Barrel Aging: 21 Months, 100% French Oak (75% New)
Varietal Composition: 83% Cabernet Sauvignon, 5% Merlot, 6% Cabernet Franc, 6% Petit Verdot
Production: 389 cases
"A beautiful Cabernet from this old vineyard, famous in the 1980s for Merlot, which comprises a small amount of the blend. The wine shows the brisk tannins Three Palms is known for, but they're finely-grained, making the wine drinkable now. The flavors are ripe, ranging from blackberry jam and cherry pie to mocha. Drink now–2017." - Josh Greene, December 2013
Cabernet Sauvignon exudes concentrated blueberry jam and ripe blackberry character. Layers of sweet dark chocolate, forest loam and mineral from the terroir—along with toffee, cinnamon and clove from new oak barrels—add complexity to the expansive aromas and dense, textured flavors.
We harvested the grapes from a 1.82-acre block of Cabernet Sauvignon in Three Palms Vineyard. The soil of this valley-floor vineyard is full of volcanic cobblestones that have been washed down from Dutch Henry Canyon in northern Napa Valley. The stones radiate heat and also force the vines to struggle for water and nutrients, resulting in small-berried Cabernet Sauvignon clusters with exceptional color and flavor concentration. Merlot, Cabernet Franc, Petit Verdot, and Malbec are also grown on this site, giving us the opportunity to blend other varietals for complexity while retaining a single-vineyard designation.
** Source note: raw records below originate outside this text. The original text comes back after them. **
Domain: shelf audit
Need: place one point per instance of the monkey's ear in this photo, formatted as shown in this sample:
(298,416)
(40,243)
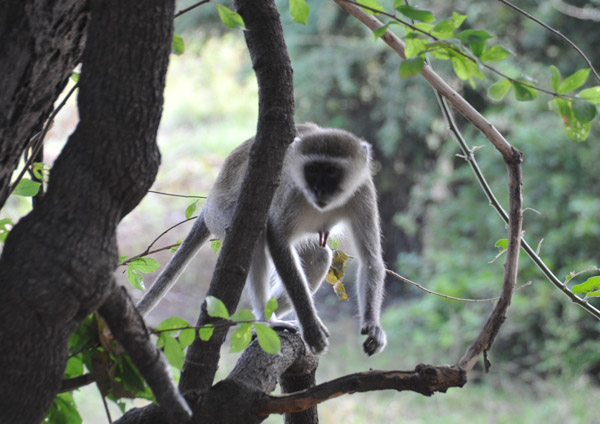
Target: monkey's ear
(368,149)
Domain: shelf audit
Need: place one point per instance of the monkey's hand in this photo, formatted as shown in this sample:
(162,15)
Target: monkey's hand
(376,339)
(315,336)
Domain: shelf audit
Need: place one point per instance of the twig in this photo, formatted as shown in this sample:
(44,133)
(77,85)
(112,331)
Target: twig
(555,32)
(445,296)
(148,251)
(176,195)
(187,9)
(512,157)
(39,140)
(467,154)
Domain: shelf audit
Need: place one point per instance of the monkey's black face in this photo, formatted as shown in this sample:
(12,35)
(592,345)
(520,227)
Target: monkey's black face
(323,180)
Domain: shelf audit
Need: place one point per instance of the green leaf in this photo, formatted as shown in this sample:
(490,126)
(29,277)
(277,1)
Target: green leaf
(414,46)
(556,77)
(502,244)
(498,90)
(495,54)
(450,24)
(372,5)
(63,410)
(5,226)
(573,82)
(592,95)
(74,367)
(243,315)
(229,17)
(27,188)
(173,351)
(241,337)
(215,245)
(584,112)
(177,45)
(205,333)
(414,13)
(216,308)
(268,339)
(592,283)
(524,93)
(270,307)
(299,10)
(410,67)
(378,32)
(189,211)
(145,265)
(470,36)
(173,323)
(135,278)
Heralded as a near-flawless vintage in Napa Valley, 2010 had the latest onset to harvest in several decades. We crushed the first grapes after Labor Day, about two weeks later than average. The late onset resulted from above-average rainfall and cool temperatures that persisted into May, followed by a mostly cool, foggy summer that slowed fruit maturity. But, just as we started worrying that the grapes would never ripen, Mother Nature surprised us with heat spells to boost their flavors and sugar levels. The long hangtime and full ripeness yielded exceptionally rich wines with exquisite balance.
We hand-harvested the Cabernet Sauvignon at dawn and then hand-sorted the fruit twice at the winery. After we destemmed the clusters, maintaining 60 percent whole berries to maximize fruitiness, we cold-soaked the must to gently extract flavors and color. Following fermentation and extended maceration, we aged the wine in a high percentage of new French oak barrels (medium to medium-plus toast) to balance this richly flavored Cabernet Sauvignon.